Recall that the nonlinear constraint is ```x(1)^2 + x(2)^2 + y(1)^2 + y(2)^2 <= 4```. Clearly, the gradient of this constraint function is `2*[x;y]`. To include the calculated gradients of the nonlinear constraint, edit `'generatedConstraints.m'` as follows.

```%% Insert gradient calculation here. % If you include a gradient, notify the solver by setting the % SpecifyConstraintGradient option to true. if nargout > 2 cineqGrad = 2*[x;y]; ceqGrad = []; end```

Run Problem Using Two Methods

Run the problem using both the problem-based and solver-based methods to see the differences. To run the problem using derivative information, create appropriate options in the problem structure.

```options = optimoptions('fmincon','SpecifyObjectiveGradient',true,... 'SpecifyConstraintGradient',true); problem.options = options;```

Nonlinear problems require a nonempty `x0` field in the problem structure.

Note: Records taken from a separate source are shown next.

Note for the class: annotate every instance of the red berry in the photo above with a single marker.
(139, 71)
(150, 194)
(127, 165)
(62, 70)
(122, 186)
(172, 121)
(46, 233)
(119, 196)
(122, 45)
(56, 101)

```x0 = [-1;2;1;-1]; problem.x0 = x0;```

Call `fmincon` on the problem structure.

`[xsolver,fvalsolver,exitflagsolver,outputsolver] = fmincon(problem)`
```Local minimum found that satisfies the constraints. Optimization completed because the objective function is non-decreasing in feasible directions, to within the value of the optimality tolerance, and constraints are satisfied to within the value of the constraint tolerance. <stopping criteria details> xsolver = 0.8671 0.7505 1.0433 0.5140 fvalsolver = -0.5500 exitflagsolver = 1 outputsolver = struct with fields: iterations: 46 funcCount: 77 constrviolation: 0 stepsize: 7.4091e-06 algorithm: 'interior-point' firstorderopt: 7.5203e-07 cgiterations: 9 message: '↵Local minimum found that satisfies the constraints.↵↵Optimization completed because the objective function is non-decreasing in ↵feasible directions, to within the value of the optimality tolerance,↵and constraints are satisfied to within the value of the constraint tolerance.↵↵<stopping criteria details>↵↵Optimization completed: The relative first-order optimality measure, 7.520304e-07,↵is less than options.OptimalityTolerance = 1.000000e-06, and the relative maximum constraint↵violation, 0.000000e+00, is less than options.ConstraintTolerance = 1.000000e-06.↵↵'```

Compare this solution with the one obtained from `solve`, which uses no derivative information.

```init.x = x0(1:2); init.y = x0(3:4); [xproblem,fvalproblem,exitflagproblem,outputproblem] = solve(prob,init)```
```Local minimum found that satisfies the constraints. Optimization completed because the objective function is non-decreasing in feasible directions, to within the value of the optimality tolerance, and constraints are satisfied to within the value of the constraint tolerance. <stopping criteria details> xproblem = struct with fields: x: [2×1 double] y: [2×1 double] fvalproblem = -0.5500 exitflagproblem = OptimalSolution outputproblem = struct with fields: iterations: 48 funcCount: 276 constrviolation: 0 stepsize: 7.9340e-07 algorithm: 'interior-point' firstorderopt: 6.5496e-07 cgiterations: 9 message: '↵Local minimum found that satisfies the constraints.↵↵Optimization completed because the objective function is non-decreasing in ↵feasible directions, to within the value of the optimality tolerance,↵and constraints are satisfied to within the value of the constraint tolerance.↵↵<stopping criteria details>↵↵Optimization completed: The relative first-order optimality measure, 6.549635e-07,↵is less than options.OptimalityTolerance = 1.000000e-06, and the relative maximum constraint↵violation, 0.000000e+00, is less than options.ConstraintTolerance = 1.000000e-06.↵↵' solver: 'fmincon'```

Both solutions report the same function value to display precision, and both require roughly the same number of iterations (46 using gradient information, 48 without). However, the solution using gradients requires only 77 function evaluations, compared to 276 for the solution without gradients.